From the base of Aspen Highlands, 25-year-old twins Pete and John Gaston launched their Strafe Outerwear
from a need for affordable yet lightweight and reliable mountaineering ski gear. With top-tier breathability and waterproofing as well as four-way stretch designs, the brothers’ Strafe offers simple bibs, pants and jackets born from countless hikes up Highlands Bowl.

“We make stuff we really like and we don’t add features that we are not really into,” Pete said. “The brand is very much inspired by Highlands Bowl and spending time in the backcountry of Colorado. It’s just full protection. We keep it relatively simple.”


Peter Wurster has been making his Unity Snowboards

in Silverthorne for 17 years, enlisting core riders to help with both design and construction.

“We can press a board in the morning and drive out to the hill and ride it the same day. That’s really been a help in just the process of creating new ideas,” Wurster said. “The more and more you ride the more you start thinking about what can I do to make this better.”


Lisa and Klemens Branner’s Venture Snowboards
churns out the industry’s widest array of splitboard snowboards from one of the most remote towns in Colorado. The Silverton-based company made its first snowboard in 1999 and has since developed a reputation for reliability and durability, key components for a tool that can access remote playgrounds.

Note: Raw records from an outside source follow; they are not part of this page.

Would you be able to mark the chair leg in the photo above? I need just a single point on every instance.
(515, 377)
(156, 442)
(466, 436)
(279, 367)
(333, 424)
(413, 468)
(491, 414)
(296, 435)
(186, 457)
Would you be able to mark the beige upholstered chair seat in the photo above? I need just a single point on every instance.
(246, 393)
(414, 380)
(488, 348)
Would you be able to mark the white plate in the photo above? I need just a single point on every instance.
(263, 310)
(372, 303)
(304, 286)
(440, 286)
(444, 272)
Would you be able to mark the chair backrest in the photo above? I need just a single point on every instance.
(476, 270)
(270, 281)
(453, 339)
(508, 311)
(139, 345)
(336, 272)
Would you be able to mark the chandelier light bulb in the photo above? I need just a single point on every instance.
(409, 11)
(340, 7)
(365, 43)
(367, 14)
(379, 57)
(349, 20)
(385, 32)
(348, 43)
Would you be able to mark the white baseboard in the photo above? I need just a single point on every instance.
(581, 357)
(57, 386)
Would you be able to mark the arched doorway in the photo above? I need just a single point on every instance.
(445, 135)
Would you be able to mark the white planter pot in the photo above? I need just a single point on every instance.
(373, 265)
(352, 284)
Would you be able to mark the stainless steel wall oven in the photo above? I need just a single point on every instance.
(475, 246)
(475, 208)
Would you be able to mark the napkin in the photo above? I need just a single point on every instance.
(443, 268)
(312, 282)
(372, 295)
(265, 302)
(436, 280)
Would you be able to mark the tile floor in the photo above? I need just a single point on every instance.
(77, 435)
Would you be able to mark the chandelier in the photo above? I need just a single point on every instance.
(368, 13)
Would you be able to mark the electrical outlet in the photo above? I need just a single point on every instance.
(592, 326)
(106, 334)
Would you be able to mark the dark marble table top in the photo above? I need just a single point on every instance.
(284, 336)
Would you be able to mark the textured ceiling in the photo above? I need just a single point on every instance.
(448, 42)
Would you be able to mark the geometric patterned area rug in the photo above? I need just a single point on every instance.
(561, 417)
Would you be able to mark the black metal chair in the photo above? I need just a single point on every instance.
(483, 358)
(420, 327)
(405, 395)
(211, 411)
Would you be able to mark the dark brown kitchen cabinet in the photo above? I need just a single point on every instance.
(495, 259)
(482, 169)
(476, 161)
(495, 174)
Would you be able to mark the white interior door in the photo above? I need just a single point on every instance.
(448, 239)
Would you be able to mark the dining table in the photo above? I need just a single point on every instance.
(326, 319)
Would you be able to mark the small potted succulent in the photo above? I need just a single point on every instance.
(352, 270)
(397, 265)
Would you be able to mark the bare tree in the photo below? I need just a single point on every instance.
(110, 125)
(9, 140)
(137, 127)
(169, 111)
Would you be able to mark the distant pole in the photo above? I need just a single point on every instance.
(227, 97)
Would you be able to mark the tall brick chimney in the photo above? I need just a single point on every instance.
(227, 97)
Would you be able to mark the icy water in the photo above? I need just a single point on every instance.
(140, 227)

“I’d say that we are arguably the most durable, highest performing splitboards on the market,” said Lisa, noting that every Venture model is offered in a splitboard for uphill travel and comes with a rare two-year warranty. “That’s mostly because we are riding these boards ourselves. I only want to be out there on the best performing tools I can get my hands on. If you are out there in the backcountry, you want to know you can rely on your equipment and its not going to fail you at a critical moment.”